DocketNumber: No. 12-2774
Judges: Easterbrook, Flaum, Sykes
Filed Date: 5/31/2013
Status: Precedential
Modified Date: 11/6/2024
ORDER
Matthew Flaskrud raped a woman in front of her two children and in 2004 was convicted of third-degree sexual assault in Wisconsin. See Wis. Stat. § 940.225(3). He was sentenced to 30 months in prison to be followed by a term of extended supervision. Because of his conviction he also was required to register as a sex offender until 2029 under the Sex Offender and Notification Act (“SORNA”). See 42 U.S.C. §§ 16911, 16913, 16915. After serving his prison sentence, Flaskrud was released on supervision but reimprisoned in April 2010 for violating the terms of his supervision by, among other things, punching his son and ignoring a restraining order. Flaskrud was again released on extended supervision in November 2010, but in July 2011 he was arrested and charged with battery after punching a man in a bar. See Wis. Stat. § 940.19(2). He fled to Colorado without updating his sex-offender registration.

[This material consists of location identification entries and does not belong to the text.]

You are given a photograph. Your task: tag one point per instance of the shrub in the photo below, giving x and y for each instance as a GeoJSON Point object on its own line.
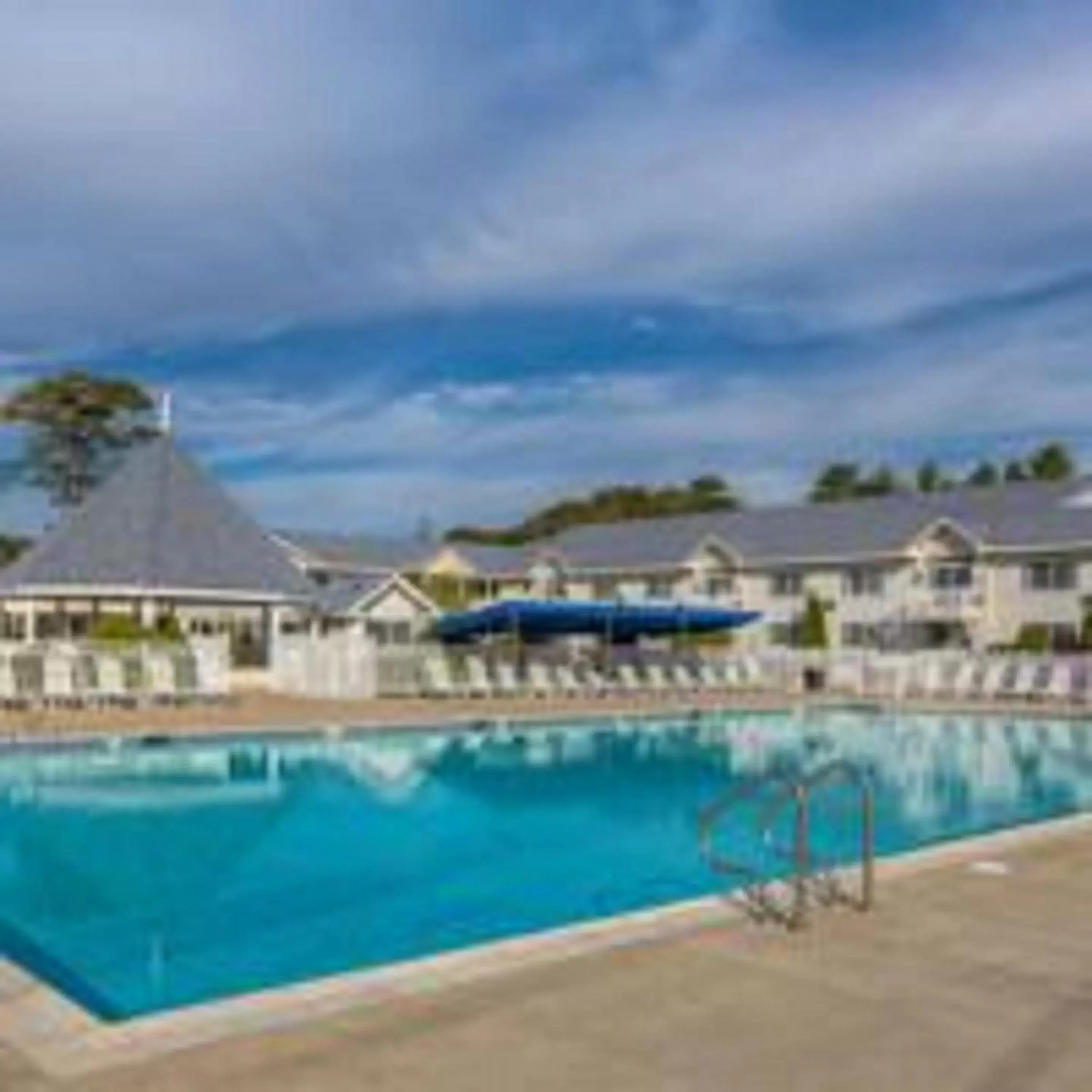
{"type": "Point", "coordinates": [1086, 639]}
{"type": "Point", "coordinates": [813, 628]}
{"type": "Point", "coordinates": [117, 628]}
{"type": "Point", "coordinates": [126, 629]}
{"type": "Point", "coordinates": [1033, 638]}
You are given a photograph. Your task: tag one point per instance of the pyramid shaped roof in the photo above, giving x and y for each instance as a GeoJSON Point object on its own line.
{"type": "Point", "coordinates": [160, 523]}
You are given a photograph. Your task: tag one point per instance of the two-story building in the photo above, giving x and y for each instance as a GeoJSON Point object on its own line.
{"type": "Point", "coordinates": [968, 567]}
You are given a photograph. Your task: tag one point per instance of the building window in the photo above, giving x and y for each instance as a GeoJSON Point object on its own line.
{"type": "Point", "coordinates": [862, 582]}
{"type": "Point", "coordinates": [660, 588]}
{"type": "Point", "coordinates": [604, 588]}
{"type": "Point", "coordinates": [787, 585]}
{"type": "Point", "coordinates": [720, 585]}
{"type": "Point", "coordinates": [951, 577]}
{"type": "Point", "coordinates": [1051, 577]}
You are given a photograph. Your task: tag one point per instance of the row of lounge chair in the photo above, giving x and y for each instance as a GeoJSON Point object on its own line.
{"type": "Point", "coordinates": [970, 679]}
{"type": "Point", "coordinates": [542, 679]}
{"type": "Point", "coordinates": [895, 678]}
{"type": "Point", "coordinates": [60, 676]}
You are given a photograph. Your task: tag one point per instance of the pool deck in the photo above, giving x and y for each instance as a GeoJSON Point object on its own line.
{"type": "Point", "coordinates": [270, 712]}
{"type": "Point", "coordinates": [973, 974]}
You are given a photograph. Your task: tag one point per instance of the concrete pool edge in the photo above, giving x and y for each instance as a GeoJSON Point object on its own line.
{"type": "Point", "coordinates": [65, 1040]}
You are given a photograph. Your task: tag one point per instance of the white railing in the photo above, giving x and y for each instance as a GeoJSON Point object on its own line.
{"type": "Point", "coordinates": [83, 673]}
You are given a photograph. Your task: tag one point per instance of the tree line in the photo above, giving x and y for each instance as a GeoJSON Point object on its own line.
{"type": "Point", "coordinates": [707, 494]}
{"type": "Point", "coordinates": [76, 426]}
{"type": "Point", "coordinates": [1053, 462]}
{"type": "Point", "coordinates": [836, 482]}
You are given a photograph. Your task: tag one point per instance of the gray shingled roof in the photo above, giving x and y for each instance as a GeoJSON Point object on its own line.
{"type": "Point", "coordinates": [340, 596]}
{"type": "Point", "coordinates": [160, 522]}
{"type": "Point", "coordinates": [1026, 515]}
{"type": "Point", "coordinates": [493, 560]}
{"type": "Point", "coordinates": [361, 552]}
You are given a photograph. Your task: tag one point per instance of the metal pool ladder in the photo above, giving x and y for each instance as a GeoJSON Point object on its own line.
{"type": "Point", "coordinates": [795, 792]}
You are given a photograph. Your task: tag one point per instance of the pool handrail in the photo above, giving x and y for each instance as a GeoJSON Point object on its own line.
{"type": "Point", "coordinates": [796, 790]}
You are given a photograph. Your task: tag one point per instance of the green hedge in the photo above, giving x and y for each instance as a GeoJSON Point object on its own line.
{"type": "Point", "coordinates": [128, 631]}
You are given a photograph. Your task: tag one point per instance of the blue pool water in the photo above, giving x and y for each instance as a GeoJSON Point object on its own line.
{"type": "Point", "coordinates": [139, 878]}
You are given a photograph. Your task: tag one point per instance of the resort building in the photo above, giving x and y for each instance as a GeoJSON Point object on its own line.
{"type": "Point", "coordinates": [388, 607]}
{"type": "Point", "coordinates": [162, 544]}
{"type": "Point", "coordinates": [971, 567]}
{"type": "Point", "coordinates": [362, 582]}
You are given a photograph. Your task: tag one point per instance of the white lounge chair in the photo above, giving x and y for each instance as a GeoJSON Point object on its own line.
{"type": "Point", "coordinates": [540, 681]}
{"type": "Point", "coordinates": [438, 682]}
{"type": "Point", "coordinates": [657, 678]}
{"type": "Point", "coordinates": [8, 695]}
{"type": "Point", "coordinates": [58, 678]}
{"type": "Point", "coordinates": [711, 678]}
{"type": "Point", "coordinates": [29, 676]}
{"type": "Point", "coordinates": [629, 681]}
{"type": "Point", "coordinates": [479, 684]}
{"type": "Point", "coordinates": [598, 684]}
{"type": "Point", "coordinates": [567, 682]}
{"type": "Point", "coordinates": [160, 678]}
{"type": "Point", "coordinates": [1060, 683]}
{"type": "Point", "coordinates": [508, 682]}
{"type": "Point", "coordinates": [962, 681]}
{"type": "Point", "coordinates": [111, 678]}
{"type": "Point", "coordinates": [993, 678]}
{"type": "Point", "coordinates": [925, 679]}
{"type": "Point", "coordinates": [187, 678]}
{"type": "Point", "coordinates": [683, 678]}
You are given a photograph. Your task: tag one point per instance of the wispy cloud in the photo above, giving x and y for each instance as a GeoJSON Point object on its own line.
{"type": "Point", "coordinates": [174, 168]}
{"type": "Point", "coordinates": [490, 450]}
{"type": "Point", "coordinates": [888, 200]}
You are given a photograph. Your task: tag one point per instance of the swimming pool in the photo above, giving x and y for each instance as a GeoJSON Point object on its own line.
{"type": "Point", "coordinates": [139, 878]}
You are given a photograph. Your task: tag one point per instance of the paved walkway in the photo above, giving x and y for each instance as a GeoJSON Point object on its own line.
{"type": "Point", "coordinates": [961, 980]}
{"type": "Point", "coordinates": [269, 710]}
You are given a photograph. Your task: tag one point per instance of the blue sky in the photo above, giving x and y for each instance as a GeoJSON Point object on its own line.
{"type": "Point", "coordinates": [405, 258]}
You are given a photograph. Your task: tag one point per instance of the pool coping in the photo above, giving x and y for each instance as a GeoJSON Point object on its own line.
{"type": "Point", "coordinates": [65, 1040]}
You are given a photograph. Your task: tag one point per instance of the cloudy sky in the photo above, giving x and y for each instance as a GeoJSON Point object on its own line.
{"type": "Point", "coordinates": [406, 258]}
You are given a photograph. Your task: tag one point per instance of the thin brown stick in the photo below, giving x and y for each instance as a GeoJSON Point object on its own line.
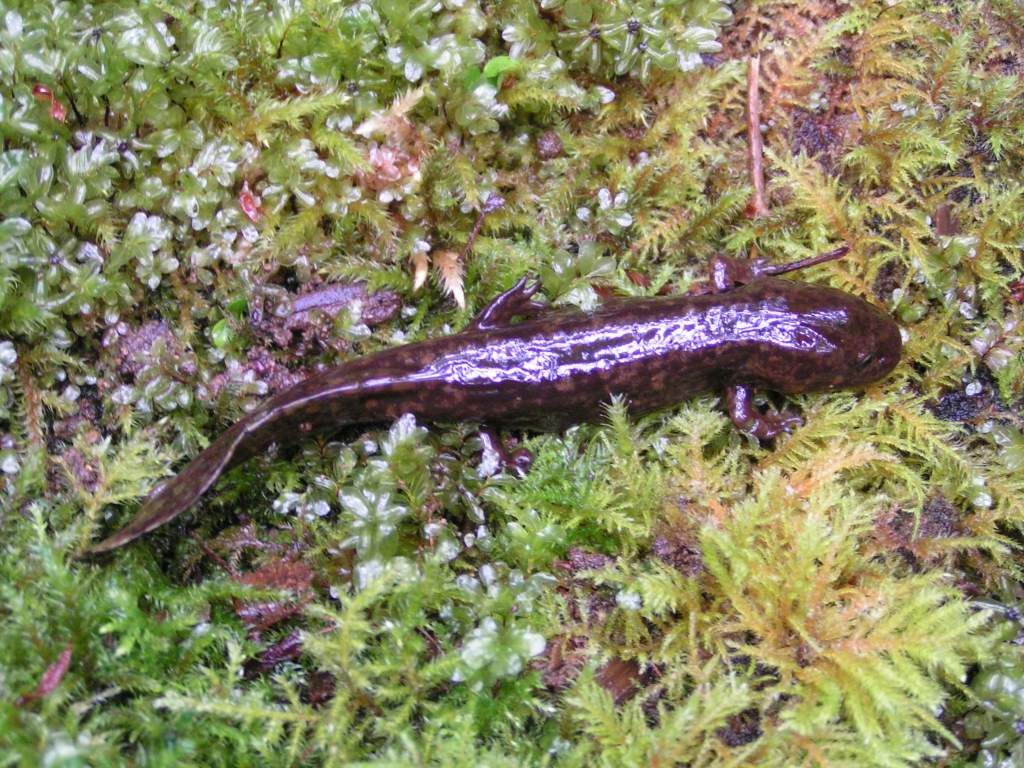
{"type": "Point", "coordinates": [804, 263]}
{"type": "Point", "coordinates": [757, 208]}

Federal authorities then charged Flaskrud with traveling in interstate commerce and not updating his SORNA registration. See 18 U.S.C. § 2250(a). Meanwhile, Wisconson authorities dismissed the battery charge after Flaskrud was returned from Colorado, but his supervision again was revoked.
In federal court Flaskrud pleaded guilty to violating § 2250(a) and was sentenced above the guidelines range to 48 months’ imprisonment. Flaskrud has filed a notice of appeal, but his appointed attorney believes the appeal is frivolous and seeks to withdraw. See Anders v. California, 386 U.S. 738, 744, 87 S.Ct. 1396, 18 L.Ed.2d 493 (1967). Flaskrud has not responded to counsel’s motion. See CiR. R. 51(b). We confine our review to the potential issues identified in counsel’s facially adequate brief. United States v. Schuh, 289 F.3d 968, 973-74 (7th Cir.2002).
Counsel first notes that Flaskrud does not want his guilty plea set aside, and thus counsel properly refrains from discussing the voluntariness of the plea or the district court’s compliance with Federal Rule of Criminal Procedure 11. See United States v. Konczak, 683 F.3d 348, 349 (7th Cir. 2012); United States v. Knox, 287 F.3d 667, 671 (7th Cir.2002).
The motion to withdraw is GRANTED, and the appeal is DISMISSED.